Jean Delisle, son fils
«Comment allait-on expliquer aux petits-enfants que grand-papa avait aidé grand-maman à s’enlever la vie?»
Dominique, sa belle-fille
«Si je n’avais pas eu cette conversation-là (avec Jacques Delisle), il aurait certainement témoigné. Si je me sens coupable? C’est sûr que oui.»
21h29
Me Jacques Larochelle, son avocat, sur le témoignage
«Il avait une volonté ferme de témoigner, et le matin, sa volonté était complètement disparue.»
21h45
Croit-t-il avoir été jugé plus durement parce qu'il est un juge?
«Je pense que oui.»
21h46
Il remet en question le système de jury :
«Je ne sais pas ce qui s'est passé lors des délibérations... Mais je suis un petit peu renversé qu'on ait délibéré que deux jours sur cette preuve très technique. C’était d’une naïveté déconcertante que de penser que pendant un procès qui dure cinq semaines, il n’y a personne qui va parler aux jurés. Est-ce vous vous penser réellement que les jurés qui retournent à la maison n'entendront jamais parler du procès?»
21h49
«Même si je n’ai pas commis de crime, légalement, je suis un criminel. Est-ce que c'est quelque chose dont les enfants sont fiers? Même mes petits-enfants se faisaient agacer à l'école. Comment voulez-vous supporter ça?»
Ça vous affecte encore?
«Oui, ah oui....»
Questionné sur les nombreux éléments qui jouaient en sa défaveur dans le procès (n’a pas collaboré avec les policiers, avait une arme prohibée, trompait sa femme malade, etc.)
«Y'a pas grand chose dans tout ça monsieur. Je ne suis pas le premier homme à avoir une relation extra maritale. J'aimais Nicole, j'aimais Mme Plamondon. Ça ne fait pas de moi pour autant un meurtrier.»

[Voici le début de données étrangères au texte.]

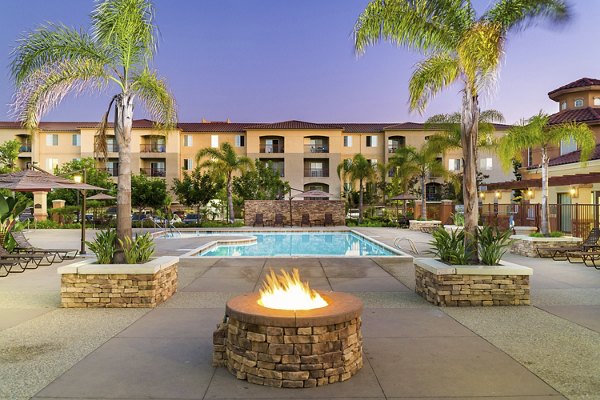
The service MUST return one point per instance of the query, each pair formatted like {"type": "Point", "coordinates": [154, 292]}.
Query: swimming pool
{"type": "Point", "coordinates": [297, 244]}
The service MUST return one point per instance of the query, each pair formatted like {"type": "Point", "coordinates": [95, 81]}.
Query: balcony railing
{"type": "Point", "coordinates": [316, 148]}
{"type": "Point", "coordinates": [316, 172]}
{"type": "Point", "coordinates": [154, 172]}
{"type": "Point", "coordinates": [153, 148]}
{"type": "Point", "coordinates": [271, 148]}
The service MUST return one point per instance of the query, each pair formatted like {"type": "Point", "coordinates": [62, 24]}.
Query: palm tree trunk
{"type": "Point", "coordinates": [545, 229]}
{"type": "Point", "coordinates": [469, 132]}
{"type": "Point", "coordinates": [123, 124]}
{"type": "Point", "coordinates": [360, 199]}
{"type": "Point", "coordinates": [423, 199]}
{"type": "Point", "coordinates": [230, 200]}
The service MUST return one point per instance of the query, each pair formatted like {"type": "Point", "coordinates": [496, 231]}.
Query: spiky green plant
{"type": "Point", "coordinates": [55, 60]}
{"type": "Point", "coordinates": [460, 47]}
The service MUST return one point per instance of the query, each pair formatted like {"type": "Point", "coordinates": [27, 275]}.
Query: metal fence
{"type": "Point", "coordinates": [576, 219]}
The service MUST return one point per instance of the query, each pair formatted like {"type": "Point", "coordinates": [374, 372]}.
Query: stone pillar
{"type": "Point", "coordinates": [40, 208]}
{"type": "Point", "coordinates": [446, 211]}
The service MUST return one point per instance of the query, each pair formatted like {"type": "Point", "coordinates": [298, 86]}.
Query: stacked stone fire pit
{"type": "Point", "coordinates": [291, 348]}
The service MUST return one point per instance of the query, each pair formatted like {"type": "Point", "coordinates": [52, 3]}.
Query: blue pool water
{"type": "Point", "coordinates": [300, 244]}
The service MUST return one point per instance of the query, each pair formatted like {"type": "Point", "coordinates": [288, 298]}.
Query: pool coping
{"type": "Point", "coordinates": [193, 254]}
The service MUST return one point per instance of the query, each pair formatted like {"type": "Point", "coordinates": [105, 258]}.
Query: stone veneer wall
{"type": "Point", "coordinates": [315, 208]}
{"type": "Point", "coordinates": [472, 290]}
{"type": "Point", "coordinates": [289, 357]}
{"type": "Point", "coordinates": [118, 290]}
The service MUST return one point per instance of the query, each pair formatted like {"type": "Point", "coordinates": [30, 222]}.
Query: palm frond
{"type": "Point", "coordinates": [51, 44]}
{"type": "Point", "coordinates": [430, 77]}
{"type": "Point", "coordinates": [157, 99]}
{"type": "Point", "coordinates": [45, 87]}
{"type": "Point", "coordinates": [128, 26]}
{"type": "Point", "coordinates": [519, 14]}
{"type": "Point", "coordinates": [421, 25]}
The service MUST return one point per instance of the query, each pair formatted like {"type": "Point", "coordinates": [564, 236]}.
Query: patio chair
{"type": "Point", "coordinates": [23, 246]}
{"type": "Point", "coordinates": [305, 220]}
{"type": "Point", "coordinates": [559, 253]}
{"type": "Point", "coordinates": [258, 220]}
{"type": "Point", "coordinates": [278, 220]}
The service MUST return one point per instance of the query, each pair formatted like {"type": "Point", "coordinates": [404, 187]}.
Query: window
{"type": "Point", "coordinates": [51, 164]}
{"type": "Point", "coordinates": [371, 141]}
{"type": "Point", "coordinates": [568, 146]}
{"type": "Point", "coordinates": [240, 141]}
{"type": "Point", "coordinates": [485, 164]}
{"type": "Point", "coordinates": [51, 139]}
{"type": "Point", "coordinates": [454, 164]}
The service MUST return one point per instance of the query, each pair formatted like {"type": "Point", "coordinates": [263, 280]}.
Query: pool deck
{"type": "Point", "coordinates": [413, 350]}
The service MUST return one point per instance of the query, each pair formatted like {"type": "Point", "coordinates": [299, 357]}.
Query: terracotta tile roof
{"type": "Point", "coordinates": [583, 82]}
{"type": "Point", "coordinates": [587, 115]}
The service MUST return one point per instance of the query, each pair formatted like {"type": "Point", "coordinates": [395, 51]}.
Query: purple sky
{"type": "Point", "coordinates": [272, 60]}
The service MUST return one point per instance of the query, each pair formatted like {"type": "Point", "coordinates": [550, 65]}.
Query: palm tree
{"type": "Point", "coordinates": [422, 163]}
{"type": "Point", "coordinates": [225, 162]}
{"type": "Point", "coordinates": [357, 169]}
{"type": "Point", "coordinates": [460, 47]}
{"type": "Point", "coordinates": [537, 132]}
{"type": "Point", "coordinates": [54, 60]}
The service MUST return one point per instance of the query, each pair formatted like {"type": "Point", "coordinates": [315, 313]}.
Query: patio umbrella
{"type": "Point", "coordinates": [404, 197]}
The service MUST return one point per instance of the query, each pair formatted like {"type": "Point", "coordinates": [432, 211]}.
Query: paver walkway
{"type": "Point", "coordinates": [412, 349]}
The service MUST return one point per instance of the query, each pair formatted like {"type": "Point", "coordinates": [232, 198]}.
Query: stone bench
{"type": "Point", "coordinates": [86, 284]}
{"type": "Point", "coordinates": [472, 285]}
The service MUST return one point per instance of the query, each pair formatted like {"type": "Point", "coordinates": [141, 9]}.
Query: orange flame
{"type": "Point", "coordinates": [288, 292]}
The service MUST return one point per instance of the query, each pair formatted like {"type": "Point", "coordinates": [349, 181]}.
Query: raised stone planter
{"type": "Point", "coordinates": [524, 230]}
{"type": "Point", "coordinates": [472, 285]}
{"type": "Point", "coordinates": [416, 225]}
{"type": "Point", "coordinates": [526, 245]}
{"type": "Point", "coordinates": [86, 284]}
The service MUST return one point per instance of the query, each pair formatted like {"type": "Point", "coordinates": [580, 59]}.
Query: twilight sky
{"type": "Point", "coordinates": [274, 60]}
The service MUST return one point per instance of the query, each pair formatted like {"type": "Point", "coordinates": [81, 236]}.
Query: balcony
{"type": "Point", "coordinates": [154, 172]}
{"type": "Point", "coordinates": [316, 148]}
{"type": "Point", "coordinates": [271, 148]}
{"type": "Point", "coordinates": [316, 172]}
{"type": "Point", "coordinates": [153, 148]}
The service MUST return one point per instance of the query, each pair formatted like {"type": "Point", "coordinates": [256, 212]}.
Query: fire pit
{"type": "Point", "coordinates": [313, 345]}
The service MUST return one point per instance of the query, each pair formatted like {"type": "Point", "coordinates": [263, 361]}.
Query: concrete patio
{"type": "Point", "coordinates": [413, 350]}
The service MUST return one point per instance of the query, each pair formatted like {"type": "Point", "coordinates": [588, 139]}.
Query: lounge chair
{"type": "Point", "coordinates": [23, 246]}
{"type": "Point", "coordinates": [305, 220]}
{"type": "Point", "coordinates": [258, 220]}
{"type": "Point", "coordinates": [559, 253]}
{"type": "Point", "coordinates": [278, 220]}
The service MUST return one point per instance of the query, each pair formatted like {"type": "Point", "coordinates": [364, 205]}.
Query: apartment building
{"type": "Point", "coordinates": [305, 154]}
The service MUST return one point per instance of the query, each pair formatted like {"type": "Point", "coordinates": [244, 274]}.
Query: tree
{"type": "Point", "coordinates": [196, 189]}
{"type": "Point", "coordinates": [422, 163]}
{"type": "Point", "coordinates": [263, 182]}
{"type": "Point", "coordinates": [94, 176]}
{"type": "Point", "coordinates": [224, 162]}
{"type": "Point", "coordinates": [148, 192]}
{"type": "Point", "coordinates": [55, 60]}
{"type": "Point", "coordinates": [460, 47]}
{"type": "Point", "coordinates": [357, 169]}
{"type": "Point", "coordinates": [537, 132]}
{"type": "Point", "coordinates": [9, 153]}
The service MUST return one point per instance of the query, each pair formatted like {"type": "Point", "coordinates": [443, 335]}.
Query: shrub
{"type": "Point", "coordinates": [493, 243]}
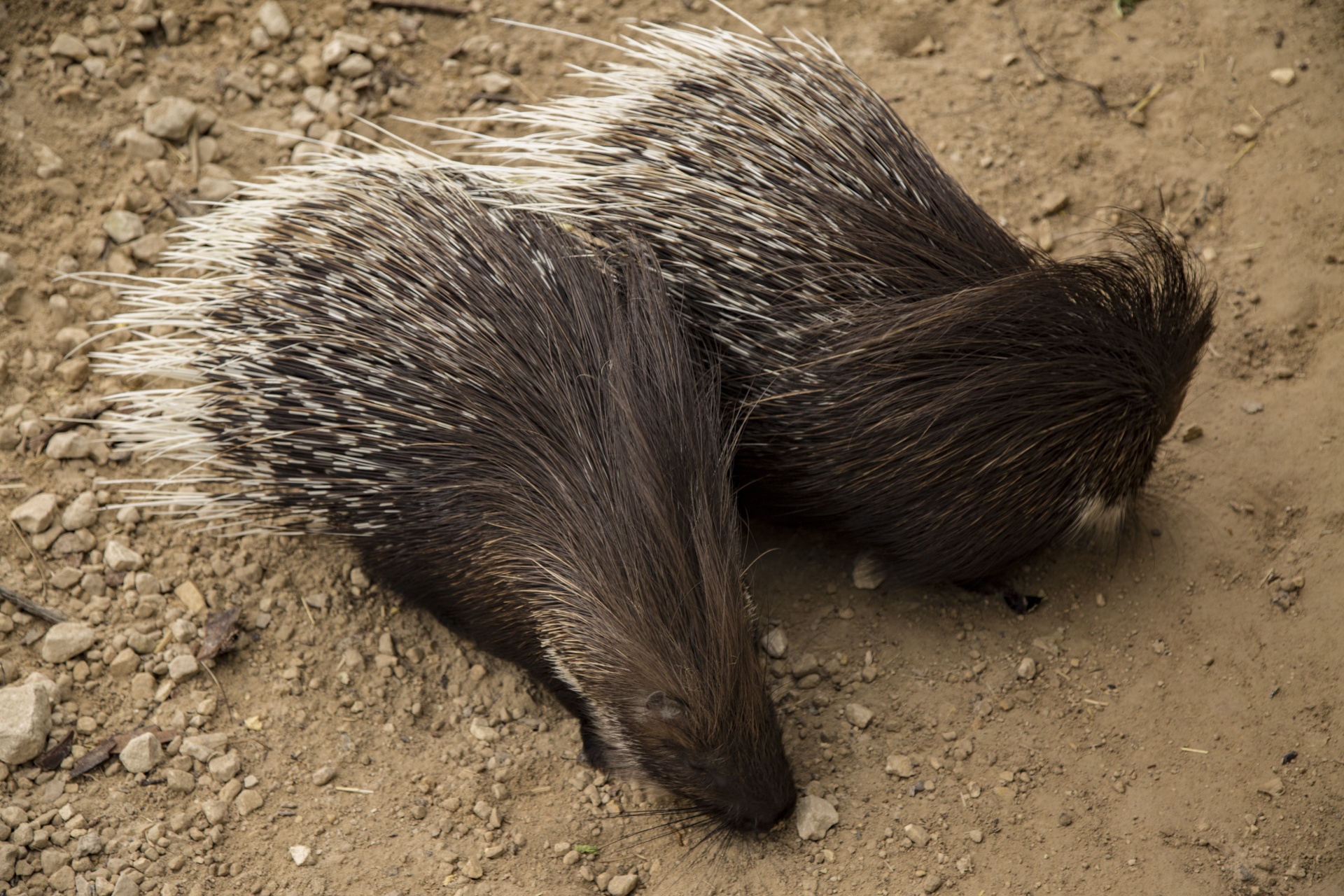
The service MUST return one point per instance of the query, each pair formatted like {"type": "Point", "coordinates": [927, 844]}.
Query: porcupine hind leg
{"type": "Point", "coordinates": [1016, 601]}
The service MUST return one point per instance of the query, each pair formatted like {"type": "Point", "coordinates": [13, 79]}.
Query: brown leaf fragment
{"type": "Point", "coordinates": [51, 760]}
{"type": "Point", "coordinates": [104, 751]}
{"type": "Point", "coordinates": [220, 630]}
{"type": "Point", "coordinates": [30, 608]}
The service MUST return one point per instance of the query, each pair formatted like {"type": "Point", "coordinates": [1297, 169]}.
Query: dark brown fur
{"type": "Point", "coordinates": [517, 431]}
{"type": "Point", "coordinates": [913, 375]}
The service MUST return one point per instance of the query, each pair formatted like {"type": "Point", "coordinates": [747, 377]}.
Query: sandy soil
{"type": "Point", "coordinates": [1174, 731]}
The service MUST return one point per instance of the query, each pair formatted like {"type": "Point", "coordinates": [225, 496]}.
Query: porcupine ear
{"type": "Point", "coordinates": [664, 707]}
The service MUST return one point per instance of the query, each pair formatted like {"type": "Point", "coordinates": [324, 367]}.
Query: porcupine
{"type": "Point", "coordinates": [510, 422]}
{"type": "Point", "coordinates": [916, 377]}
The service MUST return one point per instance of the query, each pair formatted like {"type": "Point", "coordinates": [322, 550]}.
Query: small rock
{"type": "Point", "coordinates": [314, 70]}
{"type": "Point", "coordinates": [143, 685]}
{"type": "Point", "coordinates": [70, 48]}
{"type": "Point", "coordinates": [249, 801]}
{"type": "Point", "coordinates": [483, 731]}
{"type": "Point", "coordinates": [81, 514]}
{"type": "Point", "coordinates": [70, 445]}
{"type": "Point", "coordinates": [274, 20]}
{"type": "Point", "coordinates": [804, 665]}
{"type": "Point", "coordinates": [869, 571]}
{"type": "Point", "coordinates": [1273, 788]}
{"type": "Point", "coordinates": [226, 767]}
{"type": "Point", "coordinates": [121, 559]}
{"type": "Point", "coordinates": [858, 715]}
{"type": "Point", "coordinates": [901, 766]}
{"type": "Point", "coordinates": [141, 754]}
{"type": "Point", "coordinates": [139, 144]}
{"type": "Point", "coordinates": [171, 118]}
{"type": "Point", "coordinates": [89, 844]}
{"type": "Point", "coordinates": [815, 817]}
{"type": "Point", "coordinates": [49, 163]}
{"type": "Point", "coordinates": [355, 66]}
{"type": "Point", "coordinates": [204, 747]}
{"type": "Point", "coordinates": [148, 248]}
{"type": "Point", "coordinates": [125, 663]}
{"type": "Point", "coordinates": [66, 640]}
{"type": "Point", "coordinates": [190, 597]}
{"type": "Point", "coordinates": [36, 514]}
{"type": "Point", "coordinates": [334, 51]}
{"type": "Point", "coordinates": [182, 668]}
{"type": "Point", "coordinates": [24, 723]}
{"type": "Point", "coordinates": [214, 188]}
{"type": "Point", "coordinates": [124, 226]}
{"type": "Point", "coordinates": [1054, 203]}
{"type": "Point", "coordinates": [495, 83]}
{"type": "Point", "coordinates": [776, 643]}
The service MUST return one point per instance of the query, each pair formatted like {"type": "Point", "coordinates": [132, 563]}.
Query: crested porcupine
{"type": "Point", "coordinates": [916, 375]}
{"type": "Point", "coordinates": [510, 425]}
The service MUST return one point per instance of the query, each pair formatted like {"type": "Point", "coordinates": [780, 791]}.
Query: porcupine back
{"type": "Point", "coordinates": [916, 377]}
{"type": "Point", "coordinates": [508, 425]}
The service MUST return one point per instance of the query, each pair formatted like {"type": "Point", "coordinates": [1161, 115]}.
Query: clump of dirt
{"type": "Point", "coordinates": [1164, 722]}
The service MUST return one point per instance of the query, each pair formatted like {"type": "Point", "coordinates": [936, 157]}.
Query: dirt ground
{"type": "Point", "coordinates": [1174, 731]}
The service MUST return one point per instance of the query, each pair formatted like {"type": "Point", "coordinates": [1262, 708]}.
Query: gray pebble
{"type": "Point", "coordinates": [171, 118]}
{"type": "Point", "coordinates": [124, 226]}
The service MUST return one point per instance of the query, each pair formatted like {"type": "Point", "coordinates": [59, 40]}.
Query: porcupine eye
{"type": "Point", "coordinates": [664, 707]}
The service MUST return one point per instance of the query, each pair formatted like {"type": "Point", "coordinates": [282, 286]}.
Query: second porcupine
{"type": "Point", "coordinates": [511, 428]}
{"type": "Point", "coordinates": [916, 375]}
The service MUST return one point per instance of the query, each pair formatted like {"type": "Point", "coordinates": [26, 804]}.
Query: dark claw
{"type": "Point", "coordinates": [1021, 603]}
{"type": "Point", "coordinates": [1018, 602]}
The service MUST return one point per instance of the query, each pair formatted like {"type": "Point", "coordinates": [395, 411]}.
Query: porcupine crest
{"type": "Point", "coordinates": [512, 425]}
{"type": "Point", "coordinates": [916, 375]}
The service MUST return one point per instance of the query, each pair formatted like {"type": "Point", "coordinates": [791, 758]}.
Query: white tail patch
{"type": "Point", "coordinates": [1100, 517]}
{"type": "Point", "coordinates": [206, 358]}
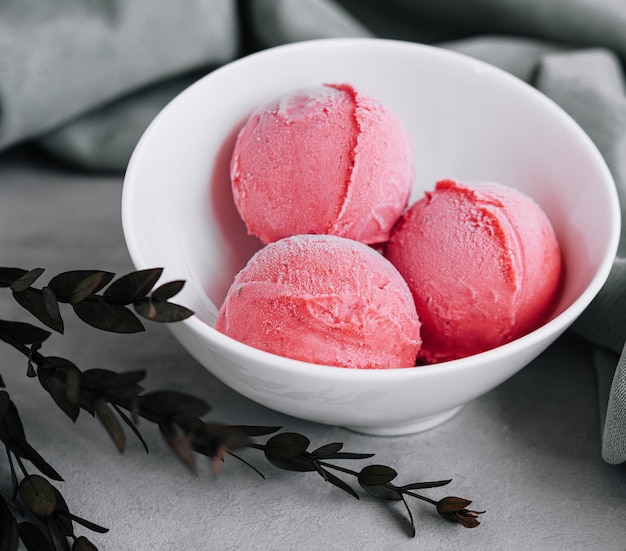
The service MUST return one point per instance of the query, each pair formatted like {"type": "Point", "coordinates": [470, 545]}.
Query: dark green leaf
{"type": "Point", "coordinates": [103, 380]}
{"type": "Point", "coordinates": [422, 485]}
{"type": "Point", "coordinates": [5, 402]}
{"type": "Point", "coordinates": [373, 475]}
{"type": "Point", "coordinates": [108, 317]}
{"type": "Point", "coordinates": [406, 505]}
{"type": "Point", "coordinates": [83, 544]}
{"type": "Point", "coordinates": [61, 378]}
{"type": "Point", "coordinates": [8, 529]}
{"type": "Point", "coordinates": [24, 333]}
{"type": "Point", "coordinates": [452, 504]}
{"type": "Point", "coordinates": [180, 442]}
{"type": "Point", "coordinates": [33, 538]}
{"type": "Point", "coordinates": [110, 422]}
{"type": "Point", "coordinates": [133, 286]}
{"type": "Point", "coordinates": [375, 479]}
{"type": "Point", "coordinates": [131, 426]}
{"type": "Point", "coordinates": [286, 445]}
{"type": "Point", "coordinates": [87, 287]}
{"type": "Point", "coordinates": [26, 280]}
{"type": "Point", "coordinates": [162, 312]}
{"type": "Point", "coordinates": [83, 522]}
{"type": "Point", "coordinates": [383, 491]}
{"type": "Point", "coordinates": [9, 275]}
{"type": "Point", "coordinates": [168, 290]}
{"type": "Point", "coordinates": [52, 305]}
{"type": "Point", "coordinates": [33, 300]}
{"type": "Point", "coordinates": [38, 495]}
{"type": "Point", "coordinates": [169, 405]}
{"type": "Point", "coordinates": [327, 451]}
{"type": "Point", "coordinates": [65, 284]}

Jean Delisle, son fils, à propos du procès et de ma médiatisation
«On ne s'attendait pas à ça... des mois, des mois et des mois, ça n'a pas arrêté.»
21h52
Sur la décision de la Cour d’appel dans sa cause :
«J’ai définitivement de l'incompréhension à l'égard de cet arrêt-là. Je n'en reviens pas. Je les comprends jusqu'à un certain point, parce que moi-même à la Cour d'appel, M. Hinse, je me suis trompé. S'il m'écoute, je lui demande pardon.»
Jean Delisle, son fils
«C'est un cauchemar. C'est dur, ça n'a pas de bon sens. Mais on est ici pour le sauver. Cette journée-là, on a perdu notre mère, notre père et là, on veut le sauver.»
Élène Delisle, sa fille
«On ne perd pas espoir... C'est ce qui le tient en vie mon père, sinon il ne serait plus là.»
21h54
Delisle sur sa version des faits
«Je n’ai pas de contrôle sur ce que les gens peuvent penser ou dire, sauf que moi, je vous dis la vérité. C'est réellement ce qui s'est passé. Il est à peu près temps que je la dise. Je veux voir la lumière au bout du tunnel. Je veux que ce cauchemar cesse à un moment donné.»